Ryre
Woodpecker
DannyAlberta said:Ryre said:Actually Krugman's primary recommendation for Greece is for Germany/the EU to allow some inflation. There's a thing called price stickiness. It's particularly powerful when it comes to wages. In a frictionless economy, if a nation was overspending and everyone needed to take a pay cut, wages could just be slashed by 10% across the board. But think how that has to work in a real economy. Each boss has to realize that he needs to cut wages. Then he needs to go around to each worker and inform them their pay is being cut. Some people may have contracts that prevent that. Others will go on strike. A messy, cumbersome process.
Now imagine that the EU was allowing 4% inflation (pretty moderate). In a nation that was doing well, like Germany, people would get 4% raises too, and relative buying power would stay the same. Whereas in Greece, wages could stay flat. Everyone's taking a 4% haircut, but without all the messiness of individual wage negotiations, etc.
This is normally what countries do when they get in a little over their heads--they let the currency devalue a little. Everyone's buying power falls a little across the board, prices right themselves, and you move on. Greece's problem is the Euro straightjacket prevents them from doing the natural correction.
Ryre, I won't pretend to be nearly as plugged in as you and there may be something I missed, particularity more recently.

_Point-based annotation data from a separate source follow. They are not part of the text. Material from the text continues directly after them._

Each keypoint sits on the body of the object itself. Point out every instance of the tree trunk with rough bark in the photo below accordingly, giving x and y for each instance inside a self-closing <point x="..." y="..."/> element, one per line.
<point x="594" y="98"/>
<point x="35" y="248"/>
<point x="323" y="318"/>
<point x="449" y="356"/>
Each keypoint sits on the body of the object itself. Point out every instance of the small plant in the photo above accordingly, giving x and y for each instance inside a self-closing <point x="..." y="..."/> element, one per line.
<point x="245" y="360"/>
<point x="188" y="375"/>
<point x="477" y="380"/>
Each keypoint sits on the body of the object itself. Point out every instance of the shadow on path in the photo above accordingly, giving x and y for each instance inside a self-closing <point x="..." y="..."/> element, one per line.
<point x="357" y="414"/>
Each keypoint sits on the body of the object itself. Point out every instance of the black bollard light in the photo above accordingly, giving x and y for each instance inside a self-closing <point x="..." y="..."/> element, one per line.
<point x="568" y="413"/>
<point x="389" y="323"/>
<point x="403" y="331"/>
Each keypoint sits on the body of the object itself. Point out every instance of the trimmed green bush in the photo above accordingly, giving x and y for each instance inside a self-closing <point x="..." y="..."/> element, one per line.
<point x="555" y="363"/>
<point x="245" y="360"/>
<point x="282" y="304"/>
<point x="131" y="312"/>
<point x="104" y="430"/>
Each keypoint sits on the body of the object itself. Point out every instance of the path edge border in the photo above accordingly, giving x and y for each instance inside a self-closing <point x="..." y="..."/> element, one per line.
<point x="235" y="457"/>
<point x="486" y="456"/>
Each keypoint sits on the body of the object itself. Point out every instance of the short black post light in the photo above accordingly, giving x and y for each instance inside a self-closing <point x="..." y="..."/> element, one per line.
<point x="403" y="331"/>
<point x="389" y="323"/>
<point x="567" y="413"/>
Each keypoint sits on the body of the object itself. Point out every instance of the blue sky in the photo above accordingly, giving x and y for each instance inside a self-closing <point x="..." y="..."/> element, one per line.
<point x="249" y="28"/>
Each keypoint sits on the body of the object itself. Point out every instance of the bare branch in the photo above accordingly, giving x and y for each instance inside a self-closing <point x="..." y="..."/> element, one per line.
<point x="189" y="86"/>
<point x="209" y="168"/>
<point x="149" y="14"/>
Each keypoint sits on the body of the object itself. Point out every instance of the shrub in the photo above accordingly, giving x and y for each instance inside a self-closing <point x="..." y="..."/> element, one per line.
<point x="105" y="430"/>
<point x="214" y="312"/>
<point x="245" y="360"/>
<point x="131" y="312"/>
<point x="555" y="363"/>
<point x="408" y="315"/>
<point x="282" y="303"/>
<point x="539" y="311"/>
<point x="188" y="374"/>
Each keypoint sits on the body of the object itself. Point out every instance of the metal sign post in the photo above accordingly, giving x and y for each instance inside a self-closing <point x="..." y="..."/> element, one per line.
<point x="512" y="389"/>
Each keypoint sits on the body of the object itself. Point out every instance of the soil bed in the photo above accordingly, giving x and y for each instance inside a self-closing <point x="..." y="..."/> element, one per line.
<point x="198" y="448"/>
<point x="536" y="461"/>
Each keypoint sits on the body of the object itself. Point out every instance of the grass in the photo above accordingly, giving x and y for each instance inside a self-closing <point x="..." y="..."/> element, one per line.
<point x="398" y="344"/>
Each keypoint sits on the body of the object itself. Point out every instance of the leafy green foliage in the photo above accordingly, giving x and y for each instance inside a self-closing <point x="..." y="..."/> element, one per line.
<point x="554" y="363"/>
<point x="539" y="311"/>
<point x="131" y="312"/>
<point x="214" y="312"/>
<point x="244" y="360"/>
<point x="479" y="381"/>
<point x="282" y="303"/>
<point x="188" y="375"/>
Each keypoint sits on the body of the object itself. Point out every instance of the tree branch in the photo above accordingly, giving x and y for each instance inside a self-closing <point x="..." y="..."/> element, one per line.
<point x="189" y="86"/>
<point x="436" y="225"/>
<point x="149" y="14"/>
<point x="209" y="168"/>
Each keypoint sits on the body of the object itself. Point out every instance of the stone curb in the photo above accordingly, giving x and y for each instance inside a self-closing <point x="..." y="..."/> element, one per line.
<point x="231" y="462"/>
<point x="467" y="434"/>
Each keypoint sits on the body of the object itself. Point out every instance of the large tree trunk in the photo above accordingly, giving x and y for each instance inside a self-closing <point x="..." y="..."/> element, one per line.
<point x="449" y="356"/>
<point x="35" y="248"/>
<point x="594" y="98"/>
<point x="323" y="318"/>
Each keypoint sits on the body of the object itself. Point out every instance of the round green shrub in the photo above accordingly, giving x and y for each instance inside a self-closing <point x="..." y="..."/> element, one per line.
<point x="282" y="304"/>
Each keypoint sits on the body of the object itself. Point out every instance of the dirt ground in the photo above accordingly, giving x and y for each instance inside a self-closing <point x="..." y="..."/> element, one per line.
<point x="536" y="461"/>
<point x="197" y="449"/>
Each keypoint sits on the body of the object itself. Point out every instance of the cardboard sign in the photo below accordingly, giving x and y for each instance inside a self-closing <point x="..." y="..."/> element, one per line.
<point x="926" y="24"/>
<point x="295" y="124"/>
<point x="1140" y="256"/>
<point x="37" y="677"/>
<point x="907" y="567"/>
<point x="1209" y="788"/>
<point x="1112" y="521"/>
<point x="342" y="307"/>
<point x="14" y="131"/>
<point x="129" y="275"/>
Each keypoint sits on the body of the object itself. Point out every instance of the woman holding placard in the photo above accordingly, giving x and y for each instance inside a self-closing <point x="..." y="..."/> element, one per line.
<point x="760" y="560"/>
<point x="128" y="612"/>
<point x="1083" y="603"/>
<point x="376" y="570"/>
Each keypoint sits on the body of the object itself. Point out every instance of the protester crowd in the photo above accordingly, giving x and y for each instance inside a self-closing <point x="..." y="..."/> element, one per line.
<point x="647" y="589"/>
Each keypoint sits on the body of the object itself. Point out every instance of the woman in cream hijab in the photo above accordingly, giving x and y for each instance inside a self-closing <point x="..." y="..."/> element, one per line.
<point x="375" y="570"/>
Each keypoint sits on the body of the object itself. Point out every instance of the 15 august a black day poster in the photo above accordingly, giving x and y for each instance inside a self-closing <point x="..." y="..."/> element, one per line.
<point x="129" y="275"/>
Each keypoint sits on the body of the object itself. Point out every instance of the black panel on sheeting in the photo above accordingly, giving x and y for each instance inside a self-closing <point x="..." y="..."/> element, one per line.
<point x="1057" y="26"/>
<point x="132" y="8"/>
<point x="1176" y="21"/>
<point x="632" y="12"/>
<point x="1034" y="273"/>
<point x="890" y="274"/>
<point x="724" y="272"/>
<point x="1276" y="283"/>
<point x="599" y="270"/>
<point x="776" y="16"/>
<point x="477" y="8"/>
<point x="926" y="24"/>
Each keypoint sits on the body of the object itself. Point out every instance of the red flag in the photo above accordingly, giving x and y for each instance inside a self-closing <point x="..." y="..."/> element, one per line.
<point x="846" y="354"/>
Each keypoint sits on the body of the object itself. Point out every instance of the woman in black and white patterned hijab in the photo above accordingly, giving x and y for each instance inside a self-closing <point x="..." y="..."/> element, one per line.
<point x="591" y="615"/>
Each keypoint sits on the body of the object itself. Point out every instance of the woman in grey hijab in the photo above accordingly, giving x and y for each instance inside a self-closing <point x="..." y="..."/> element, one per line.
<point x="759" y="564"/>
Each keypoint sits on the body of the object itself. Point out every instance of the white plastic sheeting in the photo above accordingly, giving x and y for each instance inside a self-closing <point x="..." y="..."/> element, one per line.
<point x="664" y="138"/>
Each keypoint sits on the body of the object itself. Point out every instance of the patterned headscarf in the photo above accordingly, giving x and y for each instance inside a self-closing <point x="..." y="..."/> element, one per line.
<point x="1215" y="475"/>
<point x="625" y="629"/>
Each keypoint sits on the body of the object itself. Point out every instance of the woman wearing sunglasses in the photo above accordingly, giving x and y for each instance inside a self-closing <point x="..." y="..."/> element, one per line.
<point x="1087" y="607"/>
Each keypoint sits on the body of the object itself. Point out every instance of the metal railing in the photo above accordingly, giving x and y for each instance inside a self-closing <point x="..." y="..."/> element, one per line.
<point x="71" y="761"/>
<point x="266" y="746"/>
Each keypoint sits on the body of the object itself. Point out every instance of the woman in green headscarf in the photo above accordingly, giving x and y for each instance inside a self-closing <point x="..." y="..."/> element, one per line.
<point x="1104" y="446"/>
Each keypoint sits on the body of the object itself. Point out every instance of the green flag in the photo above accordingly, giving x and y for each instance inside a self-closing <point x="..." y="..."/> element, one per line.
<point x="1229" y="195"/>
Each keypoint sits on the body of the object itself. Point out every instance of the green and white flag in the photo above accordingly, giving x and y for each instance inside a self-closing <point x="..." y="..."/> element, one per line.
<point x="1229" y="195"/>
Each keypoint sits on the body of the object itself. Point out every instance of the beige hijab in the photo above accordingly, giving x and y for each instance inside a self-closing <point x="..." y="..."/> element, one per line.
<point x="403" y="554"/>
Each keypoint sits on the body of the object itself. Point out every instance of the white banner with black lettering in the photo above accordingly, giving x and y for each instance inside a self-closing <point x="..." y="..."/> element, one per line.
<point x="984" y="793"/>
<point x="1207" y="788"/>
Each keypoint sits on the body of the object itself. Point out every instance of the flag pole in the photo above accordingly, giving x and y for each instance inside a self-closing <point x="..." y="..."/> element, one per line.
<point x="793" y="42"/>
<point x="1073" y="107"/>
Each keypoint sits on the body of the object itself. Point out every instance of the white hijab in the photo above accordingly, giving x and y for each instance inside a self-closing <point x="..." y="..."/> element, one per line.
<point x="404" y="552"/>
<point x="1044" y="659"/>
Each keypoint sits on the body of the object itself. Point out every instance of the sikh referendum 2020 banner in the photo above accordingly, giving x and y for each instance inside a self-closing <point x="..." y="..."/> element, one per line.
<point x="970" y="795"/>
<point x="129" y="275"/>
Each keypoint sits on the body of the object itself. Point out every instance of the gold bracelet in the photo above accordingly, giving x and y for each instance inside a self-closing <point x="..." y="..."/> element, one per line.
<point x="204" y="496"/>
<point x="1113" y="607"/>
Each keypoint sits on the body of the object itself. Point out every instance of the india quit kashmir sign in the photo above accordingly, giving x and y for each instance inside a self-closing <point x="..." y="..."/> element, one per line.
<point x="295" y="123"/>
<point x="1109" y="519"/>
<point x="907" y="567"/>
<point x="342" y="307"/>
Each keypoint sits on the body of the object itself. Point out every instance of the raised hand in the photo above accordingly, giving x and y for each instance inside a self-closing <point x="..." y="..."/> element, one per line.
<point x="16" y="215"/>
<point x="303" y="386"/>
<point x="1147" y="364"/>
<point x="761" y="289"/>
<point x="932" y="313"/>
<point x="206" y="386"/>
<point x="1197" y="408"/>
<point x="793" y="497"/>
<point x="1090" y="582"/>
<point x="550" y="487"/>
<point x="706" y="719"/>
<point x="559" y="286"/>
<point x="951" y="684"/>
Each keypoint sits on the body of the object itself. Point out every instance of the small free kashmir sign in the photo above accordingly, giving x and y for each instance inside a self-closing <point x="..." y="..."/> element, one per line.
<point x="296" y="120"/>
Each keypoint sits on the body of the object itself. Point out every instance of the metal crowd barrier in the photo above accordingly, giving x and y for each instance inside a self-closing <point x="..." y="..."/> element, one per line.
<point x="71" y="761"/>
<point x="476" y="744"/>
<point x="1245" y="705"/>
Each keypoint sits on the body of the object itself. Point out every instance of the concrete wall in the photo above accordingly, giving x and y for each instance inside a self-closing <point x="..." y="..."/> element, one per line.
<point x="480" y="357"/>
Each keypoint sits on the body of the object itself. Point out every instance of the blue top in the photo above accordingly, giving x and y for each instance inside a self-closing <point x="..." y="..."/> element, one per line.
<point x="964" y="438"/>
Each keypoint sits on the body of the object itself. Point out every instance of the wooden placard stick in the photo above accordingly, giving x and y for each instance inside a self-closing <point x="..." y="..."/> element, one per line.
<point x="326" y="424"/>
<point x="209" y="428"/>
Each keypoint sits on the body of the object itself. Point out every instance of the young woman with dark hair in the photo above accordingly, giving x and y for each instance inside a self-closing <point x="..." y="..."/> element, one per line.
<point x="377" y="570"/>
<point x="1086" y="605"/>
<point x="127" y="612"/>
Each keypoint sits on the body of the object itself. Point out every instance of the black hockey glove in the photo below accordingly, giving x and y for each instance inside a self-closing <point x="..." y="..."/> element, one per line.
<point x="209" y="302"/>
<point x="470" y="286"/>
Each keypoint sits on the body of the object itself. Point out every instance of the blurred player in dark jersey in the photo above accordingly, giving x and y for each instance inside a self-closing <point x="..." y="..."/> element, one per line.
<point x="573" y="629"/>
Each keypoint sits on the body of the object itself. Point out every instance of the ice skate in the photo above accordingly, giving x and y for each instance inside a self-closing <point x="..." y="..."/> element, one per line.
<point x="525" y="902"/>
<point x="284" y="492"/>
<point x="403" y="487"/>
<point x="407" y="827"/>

But this is the Krugman quote I was keying off of that he recently said (just after the referendum):
But the key point is that the austerity ended up being not just incredibly painful but completely futile, because it wasn’t accompanied by massive debt relief.
http://krugman.blogs.nytimes.com/2015/07/07/debt-deflation-in-greece/
He's also said, to my recollection, "Greek debt is just a number on a page" held by laregly unethical creditors, who must forgive to achieve some semblance of a return on their loans (couldn't find that quote readily).
To my mind, forgiveness is a powerfully perverse incentive, even in combination with other "reforms", assuming the reforms would ever be accepted by the Greek populace. You're bound to end up in the exact place you started from.
But as before, I am just a layman...
Yeah, I'm not saying he hasn't talked about debt relief for Greece, just that his main theme seems to me to be the way the strictures of the Euro have made Greek recovery impossible. But I haven't followed the Greek crisis very closely or read everything he's written on it.
P.S. Did a little quick reading on his blog. He talks about debt relief in the context of austerity. Austerity caused the Greek economy to shrink radically. If not accompanied by debt relief, this means that the ratio of debt to GDP deteriorates, the same way that your mortgage feels a lot bigger if your income drops from 100k to 60k. I think Krugman's lesson is if you are going to insist that a debtor state crash its GDP with a harsh austerity program, you'd better provide some debt relief.